La société allemande Manufaktur Jörg Geiger GmbH avait obtenu en 2015 l’enregistrement de la marque verbale "PriSecco" pour des "cocktails, non alcoolisés" en classe 32.
En 2020, le Consorzio di Tutela della Denominazione di Origine Controllata "Prosecco" a demandé la nullité de cette marque, invoquant notamment une évocation de l’AOP "Prosecco" au sens de l’article 103(2)(b) du règlement (UE) n°1308/2013 portant organisation commune des marchés agricoles (dit règlement sur les vins).
Après une décision d’annulation en première instance, la Chambre de recours a confirmé la nullité de la marque, malgré une renonciation partielle du titulaire limitant les produits aux "cocktails non alcoolisés dont les ingrédients sont des jus de pomme et/ou de poire à base de variétés de fruits des prés".
II. Principaux apports de la décision.
La Chambre rappelle que la notion d’évocation au sens de l’article 103(2)(b) du règlement sur les vins, doit être interprétée largement.
Elle confirme notamment que :
- L’évocation peut exister même en l’absence de tout risque de confusion
- Il n’est pas nécessaire que les produits soient identiques ou similaires
- L’intention du titulaire de la marque contestée n’est pas requise, l’évocation étant appréciée objectivement.
Cette approche s’inscrit dans la continuité de la jurisprudence de la CJUE, notamment l’arrêt "Champanillo" (C-783/19) qui avait étendu la protection des AOP à des services de restauration.
La Chambre rappelle que l’évocation s’apprécie au regard du consommateur européen moyen, normalement informé et raisonnablement attentif.
Elle doit être caractérisée par "un lien suffisamment direct et univoque" entre le signe contesté et l’AOP concerné.
En l’espèce, la Chambre retient :
- Une très forte similitude visuelle et phonétique entre "PriSecco" et "Prosecco"
- L’absence de différence conceptuelle pertinente
- Une proximité notable entre les vins et les cocktails sans alcool, notamment en termes de contexte de consommation et de distribution.
La Chambre en conclut qu’il existe
"un fort risque que, pour une partie substantielle des consommateurs européens, lorsqu’ils sont confrontés au signe "PriSecco" pour les cocktails non alcoolisés en cause, l’image qui leur vient directement à l’esprit soit celle du produit protégé par l’AOP "Prosecco".

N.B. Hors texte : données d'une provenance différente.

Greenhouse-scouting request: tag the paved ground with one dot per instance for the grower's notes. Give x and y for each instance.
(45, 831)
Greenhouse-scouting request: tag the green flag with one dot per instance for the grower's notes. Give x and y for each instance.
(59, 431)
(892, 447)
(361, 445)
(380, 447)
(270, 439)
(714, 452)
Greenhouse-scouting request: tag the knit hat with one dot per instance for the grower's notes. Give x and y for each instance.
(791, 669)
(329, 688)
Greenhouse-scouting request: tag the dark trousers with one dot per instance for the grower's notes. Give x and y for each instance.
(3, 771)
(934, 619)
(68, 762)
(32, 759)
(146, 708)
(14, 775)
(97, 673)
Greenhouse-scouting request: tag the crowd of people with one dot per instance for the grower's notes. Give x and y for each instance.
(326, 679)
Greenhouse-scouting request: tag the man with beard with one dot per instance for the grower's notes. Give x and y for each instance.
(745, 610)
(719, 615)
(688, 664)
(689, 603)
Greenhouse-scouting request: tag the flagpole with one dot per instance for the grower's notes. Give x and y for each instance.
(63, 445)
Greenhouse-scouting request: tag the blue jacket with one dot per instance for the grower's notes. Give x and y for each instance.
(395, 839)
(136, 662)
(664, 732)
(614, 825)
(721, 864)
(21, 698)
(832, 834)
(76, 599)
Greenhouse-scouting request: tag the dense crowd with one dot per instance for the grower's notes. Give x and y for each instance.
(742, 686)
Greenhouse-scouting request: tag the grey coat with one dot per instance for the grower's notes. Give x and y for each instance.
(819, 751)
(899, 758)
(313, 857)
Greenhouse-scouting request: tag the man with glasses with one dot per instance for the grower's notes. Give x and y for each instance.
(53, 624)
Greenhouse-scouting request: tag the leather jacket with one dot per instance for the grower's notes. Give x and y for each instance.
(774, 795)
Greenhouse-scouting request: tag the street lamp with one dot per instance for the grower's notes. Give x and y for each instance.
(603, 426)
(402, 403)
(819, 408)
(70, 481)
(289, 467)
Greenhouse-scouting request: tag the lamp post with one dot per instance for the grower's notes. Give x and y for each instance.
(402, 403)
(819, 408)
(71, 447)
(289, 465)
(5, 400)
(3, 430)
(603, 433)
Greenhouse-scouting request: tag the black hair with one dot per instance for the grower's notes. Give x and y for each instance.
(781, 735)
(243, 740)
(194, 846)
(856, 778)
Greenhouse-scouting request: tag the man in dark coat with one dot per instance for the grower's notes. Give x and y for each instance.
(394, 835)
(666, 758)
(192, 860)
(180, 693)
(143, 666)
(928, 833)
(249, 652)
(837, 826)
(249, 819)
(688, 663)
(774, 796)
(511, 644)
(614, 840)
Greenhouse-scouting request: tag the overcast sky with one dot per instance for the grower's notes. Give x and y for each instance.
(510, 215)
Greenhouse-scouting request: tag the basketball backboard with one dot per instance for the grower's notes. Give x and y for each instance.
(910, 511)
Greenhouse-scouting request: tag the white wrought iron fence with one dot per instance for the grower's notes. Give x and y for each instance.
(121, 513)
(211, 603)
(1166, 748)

III. Portée de la décision.
Cette décision s’inscrit dans un mouvement jurisprudentiel renforçant la protection des AOP viticoles au niveau européen.
La protection offerte à ces AOP est en effet particulièrement étendue par rapport aux marques traditionnelles.
Cette décision rappelle l’importance cruciale pour les entreprises de prendre en compte la protection des AOP viticoles dans leur stratégie globale de propriété intellectuelle, même lorsqu’elles opèrent dans des secteurs a priori éloignés des produits bénéficiant de ces appellations.